A remarkably fast and cheap option would be to propagate vaccine ingredients in E. coli, which reproduces itself every 30 minutes. The biotech company VaxInnate Corp., which has developed an experimental flu vaccine on this basis, estimates that from a single cubic meter of material as many as 400 million doses could be made for pennies a piece, compared with about $9 for egg-based varieties. This would help ensure that poor as well as rich countries could afford a rapid response to flu.

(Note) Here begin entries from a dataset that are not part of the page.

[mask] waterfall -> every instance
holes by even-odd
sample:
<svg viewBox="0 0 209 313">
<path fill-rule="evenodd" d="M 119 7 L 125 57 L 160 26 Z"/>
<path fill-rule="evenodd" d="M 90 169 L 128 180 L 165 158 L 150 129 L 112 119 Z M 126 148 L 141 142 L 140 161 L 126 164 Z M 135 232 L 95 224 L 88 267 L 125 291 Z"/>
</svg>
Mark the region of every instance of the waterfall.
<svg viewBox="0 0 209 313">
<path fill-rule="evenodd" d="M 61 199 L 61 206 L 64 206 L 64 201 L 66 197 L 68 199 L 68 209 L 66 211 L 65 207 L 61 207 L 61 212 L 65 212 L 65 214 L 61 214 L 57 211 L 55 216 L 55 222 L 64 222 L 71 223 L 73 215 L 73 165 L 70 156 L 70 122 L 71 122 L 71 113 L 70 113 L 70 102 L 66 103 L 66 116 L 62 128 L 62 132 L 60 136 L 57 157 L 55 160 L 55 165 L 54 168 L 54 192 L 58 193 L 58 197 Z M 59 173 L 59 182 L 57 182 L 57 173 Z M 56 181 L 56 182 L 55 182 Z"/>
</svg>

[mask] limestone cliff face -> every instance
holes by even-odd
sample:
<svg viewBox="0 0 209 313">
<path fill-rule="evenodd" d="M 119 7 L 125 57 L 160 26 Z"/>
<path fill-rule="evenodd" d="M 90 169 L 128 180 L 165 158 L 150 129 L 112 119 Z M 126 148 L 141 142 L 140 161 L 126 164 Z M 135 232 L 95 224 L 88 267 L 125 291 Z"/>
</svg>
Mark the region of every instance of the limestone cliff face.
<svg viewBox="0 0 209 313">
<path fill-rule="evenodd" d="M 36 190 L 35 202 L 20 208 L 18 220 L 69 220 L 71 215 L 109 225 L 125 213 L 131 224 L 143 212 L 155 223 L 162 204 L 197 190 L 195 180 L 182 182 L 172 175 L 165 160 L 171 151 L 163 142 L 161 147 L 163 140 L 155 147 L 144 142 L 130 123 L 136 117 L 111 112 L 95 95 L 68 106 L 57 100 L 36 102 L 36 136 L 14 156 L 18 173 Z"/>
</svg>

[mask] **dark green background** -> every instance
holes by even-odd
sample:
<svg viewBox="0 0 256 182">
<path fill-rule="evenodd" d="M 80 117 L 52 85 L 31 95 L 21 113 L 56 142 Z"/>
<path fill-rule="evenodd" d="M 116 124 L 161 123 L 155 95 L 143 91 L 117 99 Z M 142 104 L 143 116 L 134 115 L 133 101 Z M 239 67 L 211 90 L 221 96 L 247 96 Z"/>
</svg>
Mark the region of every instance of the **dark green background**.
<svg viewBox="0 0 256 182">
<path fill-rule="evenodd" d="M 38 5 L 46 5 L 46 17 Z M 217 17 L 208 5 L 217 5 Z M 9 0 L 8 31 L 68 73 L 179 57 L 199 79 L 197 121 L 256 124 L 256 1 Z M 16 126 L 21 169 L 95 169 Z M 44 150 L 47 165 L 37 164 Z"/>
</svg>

The greatest breakthrough would be a universal flu vaccine that would protect against all viral strains, eliminating the need for annual and pandemic inoculations. Researchers are experimenting with parts of the virus that don't mutate in the hope of creating vaccines offering lifelong or at least years- long protection.

The U.S. government pays for much of this research. Its scientists are working on a universal vaccine; it helped Novartis build a plant in North Carolina that uses cell-culture technology; and it is partially funding VaxInnate's Phase 2 trial.

Yet the government has limited means and little product- development experience. Making a new vaccine typically takes a decade and can cost $1 billion. A project of that size is better suited to large pharmaceutical companies. Most, however, have been loath to seriously invest in new vaccines, which offer low returns.

Given this market reality, the U.S. government should design incentives to get the industry more deeply involved, and it should encourage other countries with manufacturing capability to follow suit. The National Vaccine Advisory Committee should begin by asking industry leaders what it would take. Among the possibilities they should consider: tax credits for research and development costs, fast-track procedures for product approval, extensions for patents and periods of market exclusivity, and financial prizes for scientific breakthroughs.

By engaging big pharma in creating future flu vaccines, governments can ensure that a market failure doesn't lead to a public health catastrophe.